We're all going a bit stir-crazy. Between rain and slush, it's hard to find a decent surface for hiking or running. This morning, I decided to take the girls up into the forest on the groomed-for-snowmobiles road, primarily because all the other roads were slushy-slick and enshrouded in fog. Too dangerous - cars wouldn't see us, and there's no shoulder. We've run this road so many times, because it's so convenient, and I always worry the girls will be completely bored. But there's always something new, especially for dogs with amazing senses of smell, sight, and hearing.

The official snowmobile parking area is where we started. It's just a half mile from the house. (The photo was taken two weeks ago in decidedly better weather.) Before I let the girls out of the car, I had the nasty task of removing three large carcass parts from an elk or deer that some critter had dragged there to munch on.
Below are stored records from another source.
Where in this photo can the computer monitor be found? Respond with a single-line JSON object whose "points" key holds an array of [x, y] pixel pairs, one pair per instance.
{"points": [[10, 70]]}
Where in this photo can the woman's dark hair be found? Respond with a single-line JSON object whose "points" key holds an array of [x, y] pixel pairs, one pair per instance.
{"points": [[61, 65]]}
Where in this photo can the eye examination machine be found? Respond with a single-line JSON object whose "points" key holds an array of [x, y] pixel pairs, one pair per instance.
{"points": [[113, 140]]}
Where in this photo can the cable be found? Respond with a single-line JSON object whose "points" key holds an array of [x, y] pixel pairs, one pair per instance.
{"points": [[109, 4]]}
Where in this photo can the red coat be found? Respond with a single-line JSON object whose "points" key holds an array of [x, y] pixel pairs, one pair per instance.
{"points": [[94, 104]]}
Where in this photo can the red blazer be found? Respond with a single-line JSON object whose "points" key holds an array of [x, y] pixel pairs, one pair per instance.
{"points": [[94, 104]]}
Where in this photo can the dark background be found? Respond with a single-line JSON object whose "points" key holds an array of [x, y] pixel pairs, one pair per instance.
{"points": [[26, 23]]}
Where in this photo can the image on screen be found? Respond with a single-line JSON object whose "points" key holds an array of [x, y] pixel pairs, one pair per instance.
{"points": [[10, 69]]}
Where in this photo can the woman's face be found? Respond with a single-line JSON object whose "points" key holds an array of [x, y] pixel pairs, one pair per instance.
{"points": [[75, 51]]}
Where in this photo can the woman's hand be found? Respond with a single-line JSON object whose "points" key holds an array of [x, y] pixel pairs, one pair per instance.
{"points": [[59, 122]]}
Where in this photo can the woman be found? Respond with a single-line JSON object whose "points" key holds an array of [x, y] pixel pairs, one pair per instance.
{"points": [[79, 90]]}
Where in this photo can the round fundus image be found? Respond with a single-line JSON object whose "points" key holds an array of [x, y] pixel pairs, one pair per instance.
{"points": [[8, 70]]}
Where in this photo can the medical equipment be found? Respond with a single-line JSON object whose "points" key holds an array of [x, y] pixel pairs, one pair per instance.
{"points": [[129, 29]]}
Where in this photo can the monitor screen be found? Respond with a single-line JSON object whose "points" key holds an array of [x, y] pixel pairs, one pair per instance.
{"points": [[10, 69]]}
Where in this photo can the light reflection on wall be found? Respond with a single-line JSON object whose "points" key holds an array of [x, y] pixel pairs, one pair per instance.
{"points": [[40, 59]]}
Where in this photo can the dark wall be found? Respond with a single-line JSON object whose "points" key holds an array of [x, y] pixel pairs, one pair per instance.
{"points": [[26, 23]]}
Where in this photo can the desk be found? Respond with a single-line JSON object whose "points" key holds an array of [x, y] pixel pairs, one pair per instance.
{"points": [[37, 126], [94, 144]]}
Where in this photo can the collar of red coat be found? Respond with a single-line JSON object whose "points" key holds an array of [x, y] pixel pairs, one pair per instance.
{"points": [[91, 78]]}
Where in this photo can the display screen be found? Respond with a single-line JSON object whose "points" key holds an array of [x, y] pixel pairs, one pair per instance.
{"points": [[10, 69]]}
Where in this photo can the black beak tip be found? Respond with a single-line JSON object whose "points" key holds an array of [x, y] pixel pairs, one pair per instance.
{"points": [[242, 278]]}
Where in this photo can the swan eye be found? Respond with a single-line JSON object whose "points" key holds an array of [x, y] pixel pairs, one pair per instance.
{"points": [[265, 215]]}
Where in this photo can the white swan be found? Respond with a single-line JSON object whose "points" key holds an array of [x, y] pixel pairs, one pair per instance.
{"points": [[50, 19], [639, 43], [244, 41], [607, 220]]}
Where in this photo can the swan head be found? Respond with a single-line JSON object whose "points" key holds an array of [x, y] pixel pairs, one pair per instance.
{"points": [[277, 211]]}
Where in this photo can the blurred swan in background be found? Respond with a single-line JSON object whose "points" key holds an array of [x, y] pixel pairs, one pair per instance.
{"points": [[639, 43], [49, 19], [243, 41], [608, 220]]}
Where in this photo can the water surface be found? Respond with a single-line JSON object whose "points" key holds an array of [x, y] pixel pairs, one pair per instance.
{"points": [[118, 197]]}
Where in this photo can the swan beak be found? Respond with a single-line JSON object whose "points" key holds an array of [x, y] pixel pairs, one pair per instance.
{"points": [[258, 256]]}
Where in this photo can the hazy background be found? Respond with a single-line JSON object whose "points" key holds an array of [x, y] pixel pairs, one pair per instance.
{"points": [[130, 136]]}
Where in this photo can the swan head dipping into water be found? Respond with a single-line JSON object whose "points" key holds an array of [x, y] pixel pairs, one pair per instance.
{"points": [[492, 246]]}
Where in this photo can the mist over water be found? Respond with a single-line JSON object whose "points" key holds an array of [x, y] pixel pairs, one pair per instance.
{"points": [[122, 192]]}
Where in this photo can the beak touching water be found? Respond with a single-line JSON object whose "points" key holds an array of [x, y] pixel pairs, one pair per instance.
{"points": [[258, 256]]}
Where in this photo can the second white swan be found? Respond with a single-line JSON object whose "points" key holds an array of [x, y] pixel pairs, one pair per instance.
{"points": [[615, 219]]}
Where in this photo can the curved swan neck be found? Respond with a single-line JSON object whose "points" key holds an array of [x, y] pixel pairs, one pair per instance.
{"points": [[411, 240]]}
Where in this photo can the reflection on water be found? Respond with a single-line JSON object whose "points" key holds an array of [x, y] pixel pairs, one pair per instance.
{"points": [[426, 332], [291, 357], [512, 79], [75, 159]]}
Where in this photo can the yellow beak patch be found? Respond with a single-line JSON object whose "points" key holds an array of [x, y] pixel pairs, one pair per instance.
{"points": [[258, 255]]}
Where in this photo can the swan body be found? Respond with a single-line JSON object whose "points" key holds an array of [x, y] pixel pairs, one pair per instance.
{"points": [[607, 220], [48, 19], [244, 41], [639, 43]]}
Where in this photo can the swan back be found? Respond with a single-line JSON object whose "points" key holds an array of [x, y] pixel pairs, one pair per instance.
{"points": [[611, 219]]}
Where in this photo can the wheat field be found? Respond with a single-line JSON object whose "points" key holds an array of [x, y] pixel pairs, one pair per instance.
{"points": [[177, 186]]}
I found a plastic bag in the car, put my hand inside of it, then picked up first the lower jaw bone (looked like a big, bloody tweezers with a few teeth embedded midway along each prong), then a foot-long section of spine (like a wind chime of bone pieces on a string), and finally the rest of the skull. The pieces had been pretty thoroughly stripped of hide and meat, but blood and gristle dropped off each part as I held it at arm's length and then pitched it over the snow bank into the trees.

Welcome to hunter's paradise.

[Side rant: While these carcass parts might have come from a natural kill nearby and dragged onto the parking lot surface for easy eating, this is an area where I also find black plastic garbage bags filled with elk and deer carcasses. My complaint is that there are too many lazy hunters who simply dump carcasses near parking lots or trail heads. Sure, forest creatures will eventually dispose of the carcass, but they are an eyesore to those of us who use the forests, and a powerful temptation to our dogs. I resent cleaning up after such lazy "trophy" hunters.]

Once the area was cleared, I let the girls out of the car. They immediately investigated the spots of blood where the carcass parts had been, then followed tracks and scents only they could perceive, where the critter had likely originally brought the meal down from the hillside. I enticed them away from those sweet (to them) smells with salmon treats. We went about two miles up, up, up into the forest, slogging on a slushy base with about an inch of fresh wet snow on top. A bit like running through deep sand. But the girls were happy to be out and running - chasing and teasing each other, stopping to look down a hillside or gully with the hope that they'd spot a deer, coyote, or fox. My spirits were lifted along with theirs. Nothing like a romp in the wilderness to make things right. Even on a dreary, foggy morning.